Homer Lundberg of Lundberg Family Farms recognized for service to industry

Homer Lundberg award

From left to right: Kent McKenzie, Rice Experiment Station director; Gary Enos, vice chairman of the California Cooperative Rice Research Foundation; Homer Lundberg and Lance Tennis celebrate Lundberg’s award.

Homer Lundberg, who with his three older brothers founded Lundberg Family Farms in Richvale, Calif., was honored at the recent California Rice Field Day for his decades of service to the rice industry and his community.

In presenting the 55th California Rice Industry Award, fellow Butte County producer Lance Tennis said, “Sixty years ago when I attended my first rice field day here (in Biggs), the person we’re honoring was probably here five to six years before me.”

The Lundberg family, led by parents Albert and Frances, moved to the Northern Sacramento Valley from Nebraska in 1937 and began farming near Richvale. At the time, Homer was 2 years old.

After attending college and serving in the Air Force, Homer returned to the farm in 1959.

Over the years, the family adopted conservation practices and began growing organically. Long before the California Air Resources Board began phasing out open-field burning of rice straw in 1992, the Lundbergs were flooding fields in the fall and rolling rice straw to aid winter decomposition.

In 1969, they started milling their own organic brown rice and founded a company that eventually would become Lundberg Family Farms.

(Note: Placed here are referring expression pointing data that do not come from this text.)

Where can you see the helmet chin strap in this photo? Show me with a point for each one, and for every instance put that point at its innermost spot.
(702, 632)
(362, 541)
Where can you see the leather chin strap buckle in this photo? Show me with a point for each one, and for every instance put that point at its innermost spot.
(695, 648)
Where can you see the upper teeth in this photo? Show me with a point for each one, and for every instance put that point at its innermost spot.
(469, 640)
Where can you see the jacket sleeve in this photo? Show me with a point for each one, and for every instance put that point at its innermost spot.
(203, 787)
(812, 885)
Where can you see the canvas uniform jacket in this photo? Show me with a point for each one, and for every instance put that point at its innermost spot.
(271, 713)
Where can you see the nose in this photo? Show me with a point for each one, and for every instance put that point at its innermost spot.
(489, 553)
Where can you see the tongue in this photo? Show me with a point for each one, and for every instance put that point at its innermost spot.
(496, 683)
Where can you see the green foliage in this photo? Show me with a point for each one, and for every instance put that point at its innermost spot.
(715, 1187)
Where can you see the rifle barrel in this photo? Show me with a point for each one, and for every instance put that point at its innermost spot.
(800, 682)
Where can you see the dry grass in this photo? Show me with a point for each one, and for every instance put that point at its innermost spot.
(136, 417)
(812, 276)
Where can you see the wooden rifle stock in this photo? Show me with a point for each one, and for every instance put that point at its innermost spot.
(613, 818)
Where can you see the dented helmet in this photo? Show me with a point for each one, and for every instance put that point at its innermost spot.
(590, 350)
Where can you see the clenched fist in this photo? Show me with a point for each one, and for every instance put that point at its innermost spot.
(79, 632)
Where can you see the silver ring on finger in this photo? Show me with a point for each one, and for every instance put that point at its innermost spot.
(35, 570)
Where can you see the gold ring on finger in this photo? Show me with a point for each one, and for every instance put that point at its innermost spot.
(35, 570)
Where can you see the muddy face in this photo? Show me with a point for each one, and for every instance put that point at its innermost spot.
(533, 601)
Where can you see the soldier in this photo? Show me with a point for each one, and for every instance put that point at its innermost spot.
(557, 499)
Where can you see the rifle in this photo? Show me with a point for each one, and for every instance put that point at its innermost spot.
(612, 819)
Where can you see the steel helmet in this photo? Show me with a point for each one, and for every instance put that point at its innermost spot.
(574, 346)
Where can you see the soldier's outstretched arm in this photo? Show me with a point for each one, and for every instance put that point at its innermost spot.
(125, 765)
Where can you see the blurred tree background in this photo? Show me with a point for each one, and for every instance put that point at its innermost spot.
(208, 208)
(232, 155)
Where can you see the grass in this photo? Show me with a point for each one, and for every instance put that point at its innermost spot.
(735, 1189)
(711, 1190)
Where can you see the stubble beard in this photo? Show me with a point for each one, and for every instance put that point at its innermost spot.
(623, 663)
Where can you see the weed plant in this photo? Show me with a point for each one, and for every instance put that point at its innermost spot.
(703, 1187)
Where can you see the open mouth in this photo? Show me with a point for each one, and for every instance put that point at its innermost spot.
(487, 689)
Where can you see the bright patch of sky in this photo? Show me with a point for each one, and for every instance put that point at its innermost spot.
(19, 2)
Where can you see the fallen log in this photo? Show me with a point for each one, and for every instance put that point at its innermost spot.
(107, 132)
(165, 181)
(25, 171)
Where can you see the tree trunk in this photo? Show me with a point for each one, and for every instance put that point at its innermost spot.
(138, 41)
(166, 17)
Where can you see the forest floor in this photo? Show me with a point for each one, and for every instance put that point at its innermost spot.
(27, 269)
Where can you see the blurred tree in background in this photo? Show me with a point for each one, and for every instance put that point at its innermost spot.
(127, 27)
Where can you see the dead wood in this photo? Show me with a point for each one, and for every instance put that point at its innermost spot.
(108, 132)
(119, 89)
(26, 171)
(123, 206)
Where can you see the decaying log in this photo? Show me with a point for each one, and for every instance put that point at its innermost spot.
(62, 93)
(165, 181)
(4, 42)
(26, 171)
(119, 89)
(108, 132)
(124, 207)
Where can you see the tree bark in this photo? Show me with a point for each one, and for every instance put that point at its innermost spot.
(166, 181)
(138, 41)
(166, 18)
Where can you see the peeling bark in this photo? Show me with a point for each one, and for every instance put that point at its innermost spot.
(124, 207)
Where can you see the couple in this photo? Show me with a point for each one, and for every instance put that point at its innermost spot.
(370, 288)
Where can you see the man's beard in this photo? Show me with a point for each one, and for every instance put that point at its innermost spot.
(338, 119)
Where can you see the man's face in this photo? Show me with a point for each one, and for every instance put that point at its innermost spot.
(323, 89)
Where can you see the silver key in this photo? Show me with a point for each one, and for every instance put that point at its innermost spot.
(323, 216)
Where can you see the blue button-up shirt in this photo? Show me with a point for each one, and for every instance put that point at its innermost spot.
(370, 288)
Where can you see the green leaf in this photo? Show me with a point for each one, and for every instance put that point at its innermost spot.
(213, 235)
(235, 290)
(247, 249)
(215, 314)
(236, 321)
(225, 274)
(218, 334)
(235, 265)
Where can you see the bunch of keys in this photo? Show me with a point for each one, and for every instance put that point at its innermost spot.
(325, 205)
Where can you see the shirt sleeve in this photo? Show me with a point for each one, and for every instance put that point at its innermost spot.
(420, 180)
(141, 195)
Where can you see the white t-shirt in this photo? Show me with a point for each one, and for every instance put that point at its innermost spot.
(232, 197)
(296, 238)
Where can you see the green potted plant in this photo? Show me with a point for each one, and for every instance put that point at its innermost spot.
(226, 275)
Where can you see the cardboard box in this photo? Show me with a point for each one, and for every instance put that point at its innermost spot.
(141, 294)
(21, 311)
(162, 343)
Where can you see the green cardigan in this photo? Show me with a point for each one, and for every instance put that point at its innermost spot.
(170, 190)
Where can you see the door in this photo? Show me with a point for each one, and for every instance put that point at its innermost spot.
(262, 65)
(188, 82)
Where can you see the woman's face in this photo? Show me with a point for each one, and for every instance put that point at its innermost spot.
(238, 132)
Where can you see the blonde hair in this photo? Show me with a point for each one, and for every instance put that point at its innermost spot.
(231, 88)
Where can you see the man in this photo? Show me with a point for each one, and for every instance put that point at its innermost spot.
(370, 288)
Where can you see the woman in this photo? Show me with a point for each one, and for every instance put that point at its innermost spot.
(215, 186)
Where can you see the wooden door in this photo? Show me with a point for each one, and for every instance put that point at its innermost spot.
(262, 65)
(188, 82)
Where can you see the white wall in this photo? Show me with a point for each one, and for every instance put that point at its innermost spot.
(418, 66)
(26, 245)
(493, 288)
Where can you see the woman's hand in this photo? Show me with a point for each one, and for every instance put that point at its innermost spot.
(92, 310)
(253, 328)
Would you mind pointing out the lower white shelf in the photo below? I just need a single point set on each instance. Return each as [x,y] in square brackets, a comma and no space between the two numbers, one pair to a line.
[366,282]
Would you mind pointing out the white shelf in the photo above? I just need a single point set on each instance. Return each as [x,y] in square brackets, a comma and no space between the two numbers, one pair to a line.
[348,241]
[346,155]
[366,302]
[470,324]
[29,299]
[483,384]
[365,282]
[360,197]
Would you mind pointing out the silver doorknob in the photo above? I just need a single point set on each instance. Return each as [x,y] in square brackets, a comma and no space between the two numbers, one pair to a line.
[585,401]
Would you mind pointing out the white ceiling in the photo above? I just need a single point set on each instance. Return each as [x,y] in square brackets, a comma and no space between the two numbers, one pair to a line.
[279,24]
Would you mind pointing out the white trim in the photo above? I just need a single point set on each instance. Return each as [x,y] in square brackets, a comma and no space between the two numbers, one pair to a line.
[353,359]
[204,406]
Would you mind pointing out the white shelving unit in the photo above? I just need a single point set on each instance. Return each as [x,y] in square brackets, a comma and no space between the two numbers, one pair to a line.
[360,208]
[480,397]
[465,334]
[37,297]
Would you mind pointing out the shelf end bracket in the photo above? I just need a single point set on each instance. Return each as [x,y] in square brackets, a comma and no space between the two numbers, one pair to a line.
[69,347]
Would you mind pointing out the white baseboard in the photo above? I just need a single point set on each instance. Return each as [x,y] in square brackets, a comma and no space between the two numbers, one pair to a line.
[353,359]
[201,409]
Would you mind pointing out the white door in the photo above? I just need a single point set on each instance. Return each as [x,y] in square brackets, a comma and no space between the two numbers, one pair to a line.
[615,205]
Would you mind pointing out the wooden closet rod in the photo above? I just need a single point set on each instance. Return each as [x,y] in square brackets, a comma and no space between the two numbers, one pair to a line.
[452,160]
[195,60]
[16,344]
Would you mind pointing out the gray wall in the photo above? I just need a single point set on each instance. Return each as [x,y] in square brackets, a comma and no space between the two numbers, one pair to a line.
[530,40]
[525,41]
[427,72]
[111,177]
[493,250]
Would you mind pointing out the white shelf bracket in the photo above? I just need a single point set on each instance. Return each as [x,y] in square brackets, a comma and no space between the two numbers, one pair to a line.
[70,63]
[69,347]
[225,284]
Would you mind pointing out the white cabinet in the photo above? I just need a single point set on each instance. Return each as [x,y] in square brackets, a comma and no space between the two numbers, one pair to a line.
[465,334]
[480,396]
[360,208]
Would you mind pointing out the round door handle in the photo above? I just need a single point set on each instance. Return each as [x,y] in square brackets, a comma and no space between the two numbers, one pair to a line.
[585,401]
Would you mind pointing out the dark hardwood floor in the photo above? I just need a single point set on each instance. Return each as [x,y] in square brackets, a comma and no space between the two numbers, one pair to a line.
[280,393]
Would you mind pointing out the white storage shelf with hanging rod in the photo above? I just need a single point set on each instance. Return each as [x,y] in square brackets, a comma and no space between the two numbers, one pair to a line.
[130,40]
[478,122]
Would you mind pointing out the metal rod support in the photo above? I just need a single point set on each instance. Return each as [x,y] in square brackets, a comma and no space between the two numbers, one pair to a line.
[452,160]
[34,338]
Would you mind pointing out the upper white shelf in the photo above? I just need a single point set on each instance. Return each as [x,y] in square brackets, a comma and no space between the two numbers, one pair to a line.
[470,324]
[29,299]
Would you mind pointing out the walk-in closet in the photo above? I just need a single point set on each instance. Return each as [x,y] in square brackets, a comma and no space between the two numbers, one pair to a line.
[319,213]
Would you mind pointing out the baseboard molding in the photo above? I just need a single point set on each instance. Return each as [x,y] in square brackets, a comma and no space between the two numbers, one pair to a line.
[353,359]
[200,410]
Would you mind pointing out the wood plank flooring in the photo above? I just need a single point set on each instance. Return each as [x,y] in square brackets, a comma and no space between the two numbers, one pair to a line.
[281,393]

Joining Homer in the company were his brothers Eldon, Harlan and Wendell, who are now deceased.

Homer Lundberg rose through the company ranks to chairman, a position he held until stepping down in 2006 to allow the third generation to take over.

Homer Lundberg was active in the rice industry, having served on the board of the Butte County Rice Association for eight years and the California Rice Research Foundation Board for 17 years. Unlike experiment stations in other states, the California Cooperative Rice Experiment Station is owned by the foundation, which is funded by grower assessments.

In 1985, the Lundbergs were members of a committee that formed the Western Canal Water District, having purchased the system from Pacific Gas & Electric. During the 1990s, the district eliminated diversion dams to allow free run of migrating salmon. The district encompasses about 67,000 acres.

Homer Lundberg also served on the California State Water Commission as an appointee of then-Gov. Pete Wilson. In addition, he has been active in several local community groups.

In receiving the honor at the annual Rice Field Day, Aug. 31, Lundberg said he was humbled by the award and grateful for predecessors who established the rice experiment station.

“Someone had the genius and audacity to experiment with rice,” he said. “They put together a cooperative rice research station that cooperates with the USDA and UC and the growers to keep us on the cutting edge of science and technology, and I am so grateful for that.”

He also pointed to the risk-takers who saw the northern valley’s heavy clay adobe soils not as a hindrance but as an opportunity.

“We’ve been able to stand on the shoulders of giants who have worked hard and put up their wherewithal to make rice farming what it is today.”